* Apache Spark workshop


Workshop on Apache Spark covering following topics:
 - Overview of Apache Spark
 - Spark execution model
 - Programming in Spark
 - Spark SQL
 - Spark Streaming

Level: Intermediate

Register now - Entry is free for limited period.

Apache Spark started as a project at AMP Labs in Berkeley. Today it is one of the most active open source projects. In this workshop, we will uncover key components of Apache Spark.

Apache Spark builds a Directed Acyclic Graph (DAG) of tasks split in to stages where the tasks are parallelized as much as possible before shuffling of data. We will discuss the execution paradigm in Spark along with in-memory/cache based persistence and processing of data giving it unique performance advantage.

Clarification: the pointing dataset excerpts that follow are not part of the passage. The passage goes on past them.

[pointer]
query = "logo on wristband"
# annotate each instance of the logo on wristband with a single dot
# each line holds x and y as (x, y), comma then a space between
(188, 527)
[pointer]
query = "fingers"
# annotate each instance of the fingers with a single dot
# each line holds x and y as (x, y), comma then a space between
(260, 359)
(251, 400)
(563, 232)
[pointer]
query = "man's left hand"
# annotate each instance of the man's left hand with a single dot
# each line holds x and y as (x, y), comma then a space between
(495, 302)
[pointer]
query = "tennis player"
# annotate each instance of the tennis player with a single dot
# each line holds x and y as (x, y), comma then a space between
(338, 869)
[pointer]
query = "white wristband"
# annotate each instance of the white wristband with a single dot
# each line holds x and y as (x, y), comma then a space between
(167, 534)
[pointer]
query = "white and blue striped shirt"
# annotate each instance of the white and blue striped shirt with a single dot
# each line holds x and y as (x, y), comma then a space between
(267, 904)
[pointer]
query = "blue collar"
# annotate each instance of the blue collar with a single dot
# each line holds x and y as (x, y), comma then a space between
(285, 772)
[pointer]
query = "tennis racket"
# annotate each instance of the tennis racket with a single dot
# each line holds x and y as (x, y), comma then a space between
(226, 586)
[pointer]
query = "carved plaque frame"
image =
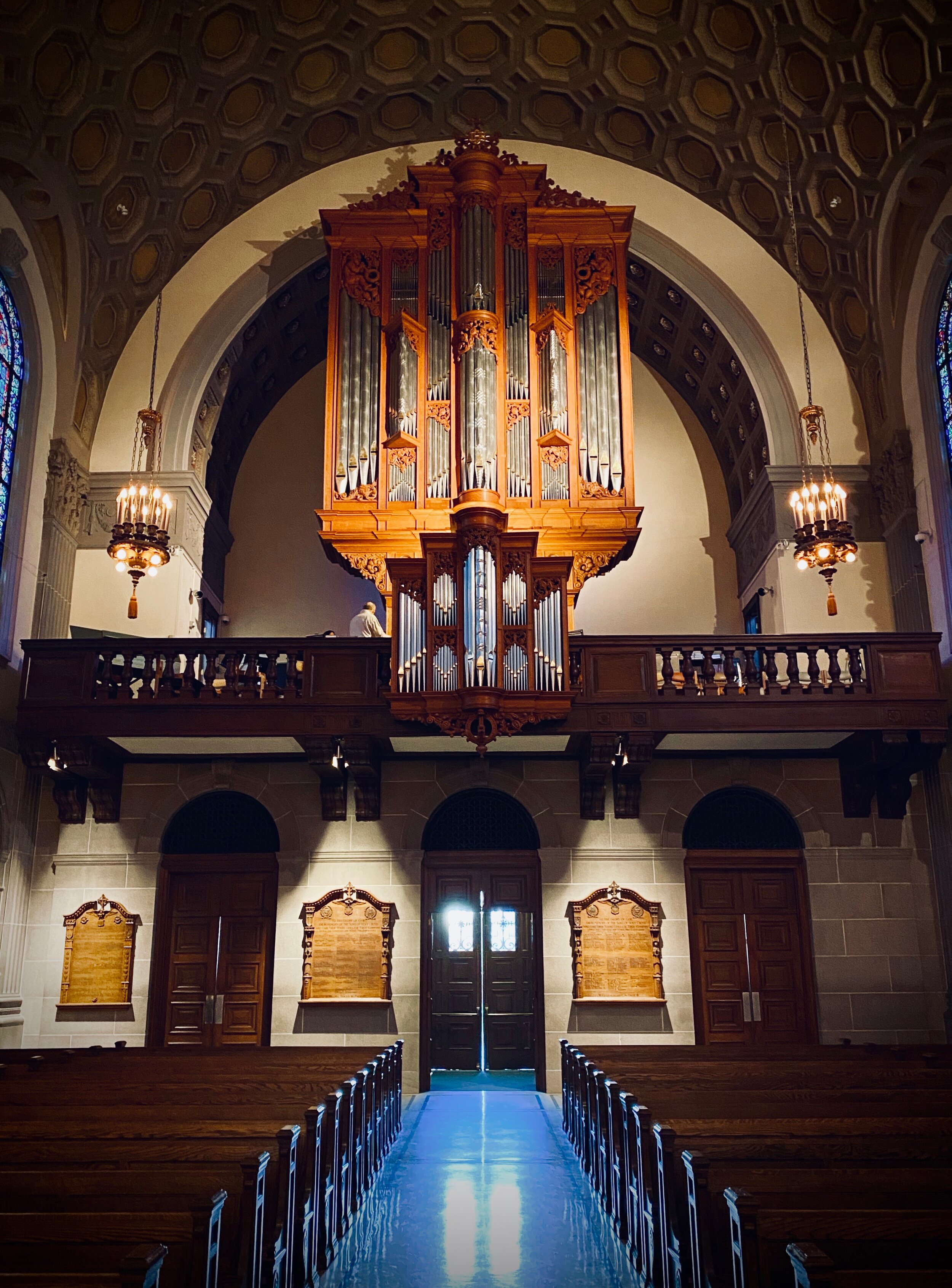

Details will be discussed on how to program with Spark and use its API. Resilient Distributed Datasets (RDD) are parallelized collections of data sets and can be operated in parallel as distributed data set. There is a huge list of operators that can be used to do a transformation or action operation on the RDD.

Spark SQL is becoming a preferred choice of doing exploratory analytics on data. DataFrames are available as programming abstraction which provide convenient way of doing complex operations with its API. Coupled with a powerful Catalyst optimization engine, Spark SQL can run with or without Hive and will be discussed in detail as part of this workshop.

Streaming is one of the hottest areas in big data arena with a wide scope for near real time application development. Easily integrable with other modules of Spark, it provides a powerful way of doing micro-batch analytics. We take a look at some examples of real time streaming.